Something else struck me this afternoon while in the midst of our rehearsal:  tomorrow’s performance would be one that would be greeted gladly by early music circles in any major metropolitan area.  Our orchestra is playing with such sensitivity and skill, our band of soloists is absolutely top-notch.  Isaiah Bell’s Erwäge is so deeply moving.  Often, because of the extraordinary demands of the piece (in terms of its tessitura or range), one just hopes the tenor soloist makes it through without hurting himself.  Not so, in Isaiah’s case.  His singing is strikingly beautiful.  The energy between William Sharp’s Jesus and David Newman’s Pilate crackles with dramatic zeal.  Thomas Cooley continues to wow us all with his dramatic sense and the care and sensitivity he lavishes on every note of his page after page of recitative.  My wife rightly observed that we’re very much accustomed to a somewhat omniscient style of Evangslist, but Thomas is completely integrated into this performance, and the synergy between him, the other performers, and the Choir is palpable.  Laurie Himes sounds devout and beautiful in her first aria, and full of achingly evocative lament in her second.  Dashon’s movements are full of devotion and great beauty – it was as though time stood still during his Betrachte meine seel. We’re especially delighted to make the acquaintance of Laura Atkinson, our mezzo soprano soloists, who has a rich and expressive voice, which she uses with great skill.
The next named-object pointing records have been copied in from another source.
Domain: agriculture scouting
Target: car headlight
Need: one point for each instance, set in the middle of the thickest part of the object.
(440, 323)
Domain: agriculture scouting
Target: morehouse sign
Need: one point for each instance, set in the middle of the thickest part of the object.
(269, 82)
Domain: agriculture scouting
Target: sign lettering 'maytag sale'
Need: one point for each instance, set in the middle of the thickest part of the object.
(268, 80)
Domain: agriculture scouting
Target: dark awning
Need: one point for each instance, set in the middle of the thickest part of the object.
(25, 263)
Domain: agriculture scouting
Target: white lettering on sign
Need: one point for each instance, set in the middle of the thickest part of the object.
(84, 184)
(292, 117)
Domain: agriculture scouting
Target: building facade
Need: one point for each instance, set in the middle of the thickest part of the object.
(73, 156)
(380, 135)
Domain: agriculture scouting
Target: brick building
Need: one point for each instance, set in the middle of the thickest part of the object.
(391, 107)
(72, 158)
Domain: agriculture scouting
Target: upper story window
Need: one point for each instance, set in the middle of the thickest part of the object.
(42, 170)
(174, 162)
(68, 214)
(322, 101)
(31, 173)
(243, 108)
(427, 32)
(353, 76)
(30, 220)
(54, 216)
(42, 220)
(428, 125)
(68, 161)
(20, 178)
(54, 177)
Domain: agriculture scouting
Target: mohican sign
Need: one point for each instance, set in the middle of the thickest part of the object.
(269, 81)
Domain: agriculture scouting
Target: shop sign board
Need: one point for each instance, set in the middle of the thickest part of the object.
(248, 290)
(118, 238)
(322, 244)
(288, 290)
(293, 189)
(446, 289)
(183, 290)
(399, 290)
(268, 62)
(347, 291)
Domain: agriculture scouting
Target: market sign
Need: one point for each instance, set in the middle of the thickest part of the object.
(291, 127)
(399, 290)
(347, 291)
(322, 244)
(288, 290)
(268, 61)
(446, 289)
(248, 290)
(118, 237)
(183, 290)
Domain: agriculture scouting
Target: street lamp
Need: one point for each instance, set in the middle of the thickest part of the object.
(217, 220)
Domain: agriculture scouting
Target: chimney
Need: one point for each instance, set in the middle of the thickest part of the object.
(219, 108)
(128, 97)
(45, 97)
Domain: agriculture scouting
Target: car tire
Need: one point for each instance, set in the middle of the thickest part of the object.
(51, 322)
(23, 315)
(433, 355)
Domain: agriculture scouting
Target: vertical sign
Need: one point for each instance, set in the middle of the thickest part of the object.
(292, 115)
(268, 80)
Instrumental soloists are also sounding fabulous, as well.  The viola d’amore dream team of Paul Miller and Henry Valoris will raise the hairs on the back of your neck as they duet.  John Mark Rozendaal, in his first Bethlehem performance, is taking the gamba solo in Laura Atkinson’s profoundly moving Est ist volbracht to new heights.  Loretta O’Sullivan and Charlotte Mattax Moersch bring such experience and skill to their continuo roles. Mary Watt and Nobuo Kitagawa and Robin Kani and Linda Ganus bring the long phrases and cross relationships of their respective parts on oboes and flutes into such bold relief.  Indeed, I’ve never heard our orchestra sound finer (and am tempted to name every player, such is the extent of their fabulous contributions). Greg’s hand on the till is sure and committed, and he’s leading us all with the passion, zest, and emotional commitment for which he is justly renowned.

In short, I feel confident that tomorrow’s concert will definitely be one for the ages.  In the Choir, we feel very well-prepared, and I sense in all of my colleagues a desire to bring all of this to life with every fiber of our beings.  If you’re reading this and don’t yet have tickets, come hear us.  Tickets will be available at the door.  I can personally guarantee that you won’t regret it.